Don't know about mediums but recall shallows weighing in at around 5 pounds.


----------



## New Ky Beekeeper (Jun 27, 2011)

I have to agree because a full shallow supers weight about 50lbs (if fully loaded) and they have 10 frames. However, my frames were only about 70-80% full this year. I would say that a deep would weigh about 80-90lbs. based upon the 40% increase in size of the frame.


----------



## jim lyon (Feb 19, 2006)

A nicely filled medium frame will net around 4 pounds give or take a half pound or so (depending on how much room they had to "fatten") shallows probably a half pound or so less.


----------



## Parke County Queen (May 22, 2006)

Thank you!


----------



## sqkcrk (Dec 10, 2005)

What does it matter? Why do you need to know? Are you buying honey by the super and trying to estimate the amount of honey? Or is this simply trivial data?

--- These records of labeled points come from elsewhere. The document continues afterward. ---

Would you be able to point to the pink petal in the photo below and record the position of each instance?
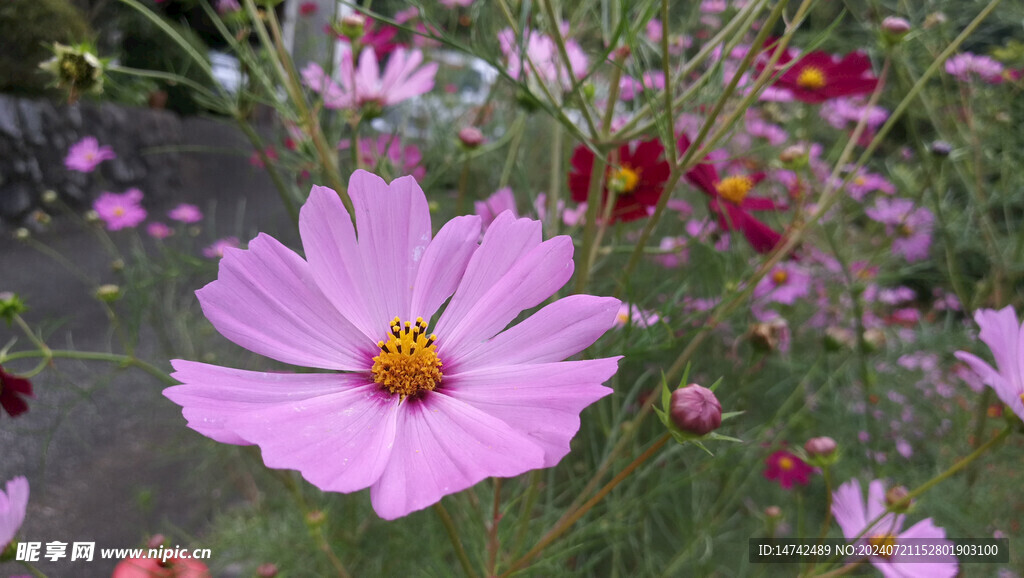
(443, 264)
(531, 280)
(557, 331)
(393, 223)
(444, 446)
(329, 241)
(541, 401)
(340, 442)
(264, 299)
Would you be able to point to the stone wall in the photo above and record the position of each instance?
(35, 136)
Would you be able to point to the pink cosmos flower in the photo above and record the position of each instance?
(159, 231)
(1005, 336)
(853, 515)
(403, 78)
(185, 213)
(488, 209)
(216, 250)
(785, 284)
(415, 413)
(86, 155)
(967, 67)
(543, 60)
(909, 226)
(120, 211)
(12, 506)
(787, 469)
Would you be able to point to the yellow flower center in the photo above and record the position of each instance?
(884, 542)
(734, 189)
(624, 180)
(408, 363)
(811, 78)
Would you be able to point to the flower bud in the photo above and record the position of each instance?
(695, 409)
(895, 497)
(794, 157)
(470, 136)
(941, 149)
(352, 27)
(109, 293)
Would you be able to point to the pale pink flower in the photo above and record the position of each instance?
(412, 414)
(1005, 336)
(12, 506)
(86, 155)
(159, 231)
(120, 211)
(403, 78)
(853, 517)
(185, 213)
(217, 249)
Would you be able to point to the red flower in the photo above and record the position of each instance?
(11, 390)
(638, 178)
(786, 469)
(730, 202)
(818, 76)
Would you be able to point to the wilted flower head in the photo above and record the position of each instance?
(787, 469)
(415, 405)
(1005, 336)
(120, 211)
(86, 155)
(76, 69)
(12, 391)
(13, 503)
(695, 409)
(853, 517)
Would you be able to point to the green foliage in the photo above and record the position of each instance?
(28, 29)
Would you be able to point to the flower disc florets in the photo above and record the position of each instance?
(408, 363)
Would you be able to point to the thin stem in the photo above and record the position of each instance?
(453, 533)
(570, 518)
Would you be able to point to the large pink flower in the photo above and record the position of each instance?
(1005, 336)
(413, 413)
(12, 506)
(853, 515)
(402, 79)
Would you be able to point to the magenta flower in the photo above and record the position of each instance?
(785, 284)
(12, 506)
(787, 469)
(86, 155)
(120, 211)
(1005, 336)
(159, 231)
(967, 67)
(216, 250)
(185, 213)
(910, 228)
(428, 403)
(403, 78)
(853, 515)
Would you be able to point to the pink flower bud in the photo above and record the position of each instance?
(471, 136)
(695, 409)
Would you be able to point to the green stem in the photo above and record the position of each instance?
(453, 533)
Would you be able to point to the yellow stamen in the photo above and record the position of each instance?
(734, 189)
(624, 180)
(408, 363)
(884, 542)
(811, 78)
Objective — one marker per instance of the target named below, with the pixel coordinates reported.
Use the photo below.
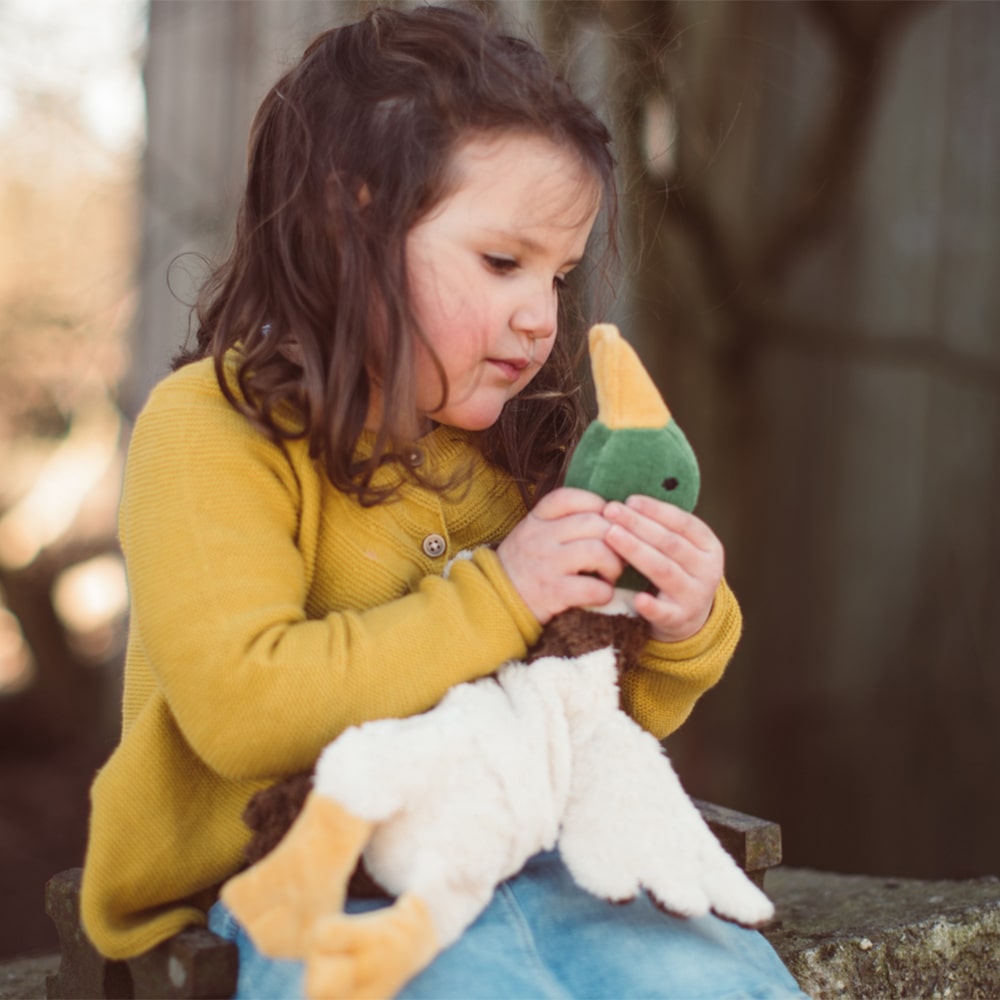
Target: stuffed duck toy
(444, 806)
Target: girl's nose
(536, 315)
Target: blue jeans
(544, 937)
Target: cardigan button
(434, 546)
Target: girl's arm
(661, 692)
(693, 615)
(226, 543)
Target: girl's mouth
(510, 368)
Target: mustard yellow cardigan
(269, 612)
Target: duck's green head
(634, 445)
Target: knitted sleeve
(662, 691)
(218, 527)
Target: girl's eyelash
(504, 265)
(500, 264)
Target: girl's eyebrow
(527, 243)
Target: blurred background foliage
(812, 240)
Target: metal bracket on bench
(192, 965)
(755, 844)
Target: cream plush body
(462, 797)
(446, 805)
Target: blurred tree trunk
(826, 290)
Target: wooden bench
(197, 964)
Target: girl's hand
(675, 550)
(549, 554)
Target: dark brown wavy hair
(348, 151)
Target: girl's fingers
(639, 509)
(565, 501)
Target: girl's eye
(499, 265)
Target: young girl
(383, 377)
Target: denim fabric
(543, 937)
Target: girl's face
(485, 268)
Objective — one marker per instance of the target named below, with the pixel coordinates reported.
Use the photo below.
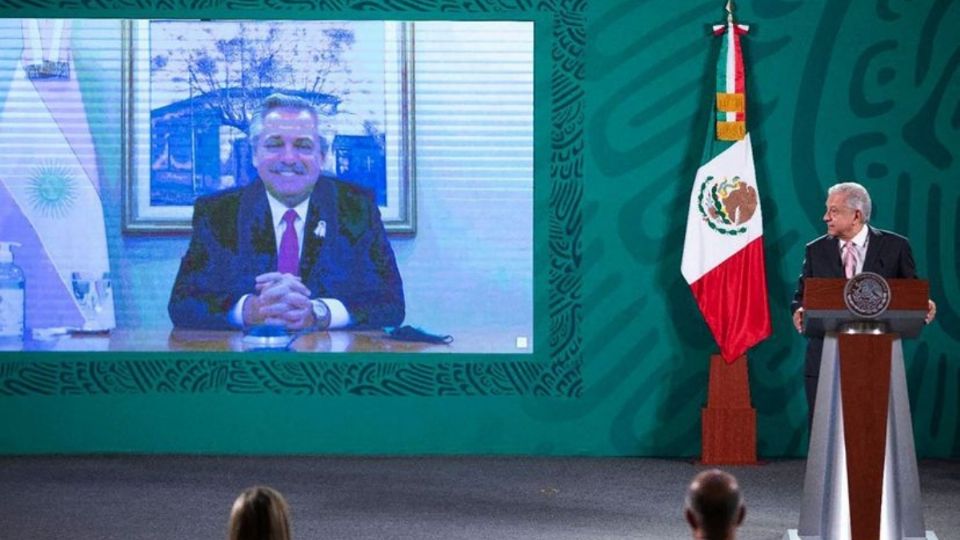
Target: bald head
(714, 508)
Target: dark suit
(888, 254)
(234, 241)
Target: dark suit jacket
(234, 241)
(888, 254)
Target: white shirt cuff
(339, 316)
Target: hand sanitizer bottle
(12, 300)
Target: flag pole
(729, 420)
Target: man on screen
(850, 246)
(293, 248)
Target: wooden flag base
(729, 423)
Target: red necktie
(289, 256)
(849, 259)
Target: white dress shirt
(339, 316)
(860, 241)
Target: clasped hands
(282, 300)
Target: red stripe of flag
(733, 299)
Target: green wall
(836, 90)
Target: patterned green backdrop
(865, 90)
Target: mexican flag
(723, 251)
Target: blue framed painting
(190, 89)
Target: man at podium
(850, 246)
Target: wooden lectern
(861, 479)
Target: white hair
(856, 197)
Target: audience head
(260, 513)
(714, 508)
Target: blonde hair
(259, 513)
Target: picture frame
(190, 87)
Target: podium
(861, 479)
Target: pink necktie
(849, 259)
(289, 256)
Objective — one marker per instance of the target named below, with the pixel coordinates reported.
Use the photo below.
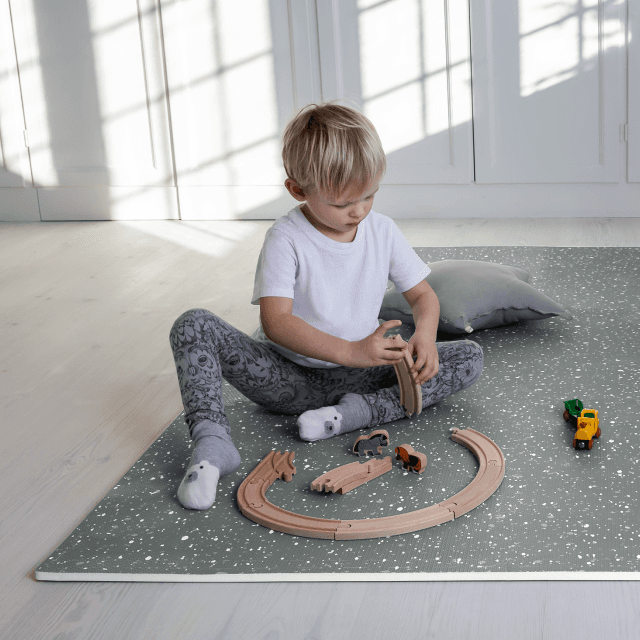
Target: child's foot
(352, 412)
(214, 455)
(198, 487)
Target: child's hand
(376, 350)
(427, 362)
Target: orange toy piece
(410, 392)
(350, 476)
(254, 505)
(411, 459)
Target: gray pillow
(476, 295)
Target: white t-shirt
(336, 287)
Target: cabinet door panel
(231, 92)
(406, 64)
(14, 158)
(547, 92)
(94, 94)
(633, 75)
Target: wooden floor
(87, 383)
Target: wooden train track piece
(410, 392)
(369, 444)
(255, 506)
(411, 459)
(349, 476)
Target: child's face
(337, 217)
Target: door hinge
(624, 133)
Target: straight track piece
(349, 476)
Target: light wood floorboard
(87, 383)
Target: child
(320, 280)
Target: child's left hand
(427, 362)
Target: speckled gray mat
(558, 514)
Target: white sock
(352, 412)
(198, 487)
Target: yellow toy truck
(585, 421)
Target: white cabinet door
(18, 199)
(633, 75)
(406, 64)
(233, 86)
(548, 96)
(95, 104)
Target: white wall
(174, 109)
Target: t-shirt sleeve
(276, 269)
(406, 267)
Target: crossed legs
(207, 349)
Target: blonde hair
(330, 146)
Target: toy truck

You can always determine how much honey was in your combs by doing the math after extraction. But, to me, what is important is what is in the buckets or barrels, not what is in the comb.


----------



## Fogducker (May 6, 2010)

I'm about to extract my supers in about a month and find this information useful. 40-50 lbs/super, or 20 -25 pints +/-

Fog


----------



## sevenmmm (Mar 5, 2011)

I carried a medium hive box with 10 perfectly filled and capped frames of honey from the back yard to the house, and can tell you from this experience, it is very heavy!

Next time I am using the wheel barrel..


----------



## MsBlackwolf (Oct 19, 2010)

Fogducker said:


> I'm about to extract my supers in about a month and find this information useful. 40-50 lbs/super, or 20 -25 pints +/-
> 
> Fog


 A pint jar of honey (16 oz) weighs more than a pound, at least mine have.


----------



## Scrapfe (Jul 25, 2008)

Parke County Queen said:


> ... How much does a shallow and medium frame of honey weigh?... Thanks for any help.

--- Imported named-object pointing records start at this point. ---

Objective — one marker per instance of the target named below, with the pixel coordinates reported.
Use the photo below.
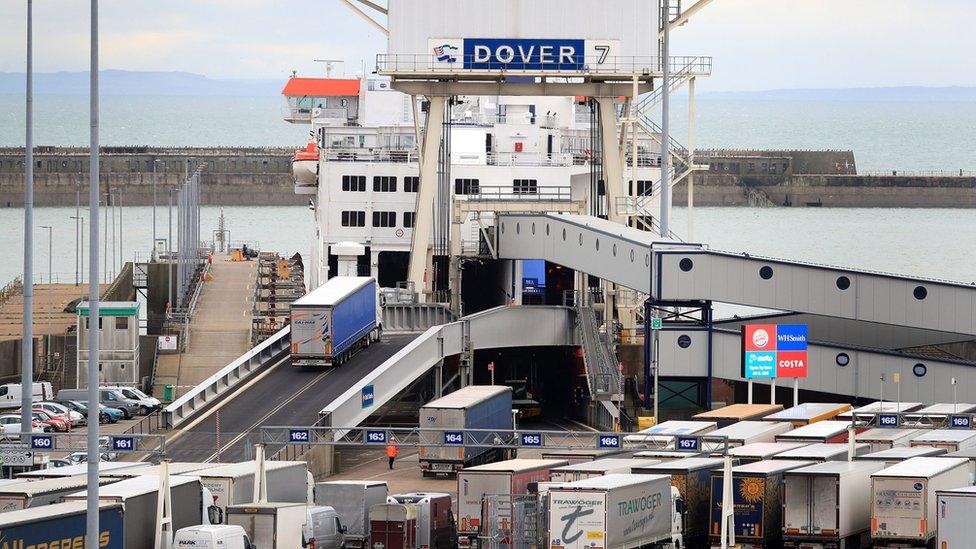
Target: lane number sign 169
(609, 441)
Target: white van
(147, 404)
(211, 537)
(10, 394)
(322, 529)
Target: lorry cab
(323, 529)
(212, 537)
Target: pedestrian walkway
(219, 329)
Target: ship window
(354, 183)
(525, 186)
(384, 219)
(467, 186)
(644, 187)
(384, 184)
(353, 219)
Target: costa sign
(774, 350)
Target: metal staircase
(602, 375)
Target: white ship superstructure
(513, 149)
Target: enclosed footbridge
(861, 321)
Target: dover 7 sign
(774, 350)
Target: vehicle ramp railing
(266, 354)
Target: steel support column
(420, 252)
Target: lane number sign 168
(609, 441)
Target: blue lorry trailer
(329, 324)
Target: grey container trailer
(757, 499)
(62, 526)
(828, 505)
(903, 503)
(613, 511)
(138, 499)
(473, 407)
(233, 483)
(691, 477)
(352, 499)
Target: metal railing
(391, 63)
(266, 354)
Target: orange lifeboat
(305, 167)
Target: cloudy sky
(756, 44)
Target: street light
(50, 252)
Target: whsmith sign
(523, 54)
(774, 350)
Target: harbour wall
(235, 176)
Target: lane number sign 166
(609, 441)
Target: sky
(756, 44)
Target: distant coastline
(149, 83)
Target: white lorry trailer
(615, 511)
(828, 505)
(903, 503)
(352, 499)
(473, 407)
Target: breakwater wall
(236, 176)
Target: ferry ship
(362, 187)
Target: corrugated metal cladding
(633, 22)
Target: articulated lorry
(473, 407)
(333, 321)
(828, 505)
(615, 511)
(62, 526)
(756, 498)
(903, 503)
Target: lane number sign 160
(299, 436)
(609, 441)
(42, 442)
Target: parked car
(109, 397)
(147, 404)
(57, 423)
(58, 409)
(10, 426)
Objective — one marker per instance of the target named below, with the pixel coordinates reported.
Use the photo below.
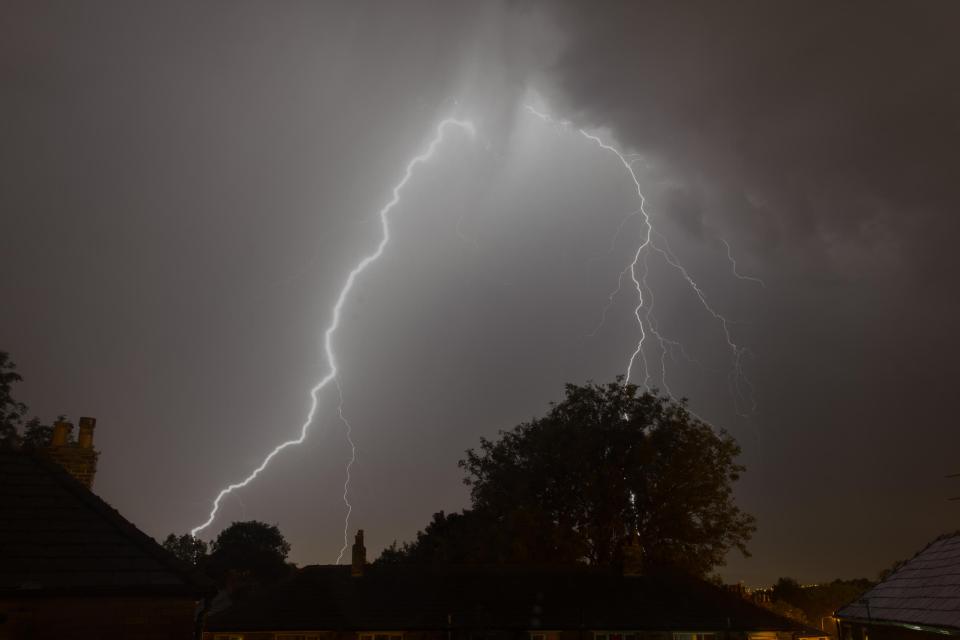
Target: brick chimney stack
(78, 458)
(359, 555)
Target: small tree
(11, 411)
(14, 432)
(187, 548)
(249, 551)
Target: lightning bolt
(740, 386)
(346, 482)
(330, 376)
(733, 266)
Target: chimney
(633, 556)
(85, 437)
(78, 458)
(61, 433)
(359, 555)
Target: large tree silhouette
(607, 462)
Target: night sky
(184, 188)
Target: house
(920, 599)
(359, 602)
(71, 566)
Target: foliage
(571, 486)
(11, 411)
(817, 601)
(249, 551)
(192, 551)
(14, 431)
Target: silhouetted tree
(11, 411)
(248, 552)
(14, 432)
(606, 461)
(191, 550)
(815, 601)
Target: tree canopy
(15, 431)
(606, 462)
(188, 549)
(248, 551)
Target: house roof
(57, 537)
(924, 591)
(409, 598)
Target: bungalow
(919, 600)
(359, 602)
(71, 566)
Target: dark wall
(130, 618)
(858, 631)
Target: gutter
(902, 625)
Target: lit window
(694, 636)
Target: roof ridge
(115, 519)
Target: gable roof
(57, 537)
(418, 598)
(924, 591)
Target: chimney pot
(61, 433)
(85, 436)
(359, 559)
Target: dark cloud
(183, 189)
(821, 139)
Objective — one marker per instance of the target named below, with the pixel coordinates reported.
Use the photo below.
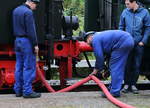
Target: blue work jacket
(104, 43)
(137, 23)
(24, 24)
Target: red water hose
(108, 95)
(75, 85)
(100, 84)
(42, 78)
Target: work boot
(18, 94)
(32, 95)
(134, 89)
(104, 96)
(125, 89)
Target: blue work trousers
(133, 65)
(117, 65)
(25, 66)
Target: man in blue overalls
(136, 20)
(26, 48)
(117, 44)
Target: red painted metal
(65, 51)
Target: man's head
(131, 4)
(32, 3)
(88, 37)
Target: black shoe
(32, 95)
(125, 89)
(134, 89)
(104, 96)
(18, 94)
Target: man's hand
(36, 50)
(94, 72)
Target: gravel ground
(74, 100)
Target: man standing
(135, 20)
(26, 48)
(117, 44)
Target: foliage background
(77, 8)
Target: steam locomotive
(55, 36)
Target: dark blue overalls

Try this link, lot of good data here. I think it will give you your answer. http://www.beekeeping.com/goodies/conversions_bee.htm
If not I seem to remember that a full 10 frame deep is 90 lbs and I think a full 8 frame medium is 48 lbs. Remember to subtract the tare weight of the wood & wax. 

A US gallon of honey is 12 lbs. Therefore a pint of honey US is 24 ozs and a pound of honey US is 3/4 of a cup or 12 FLUID ozs. Hope this helps.


----------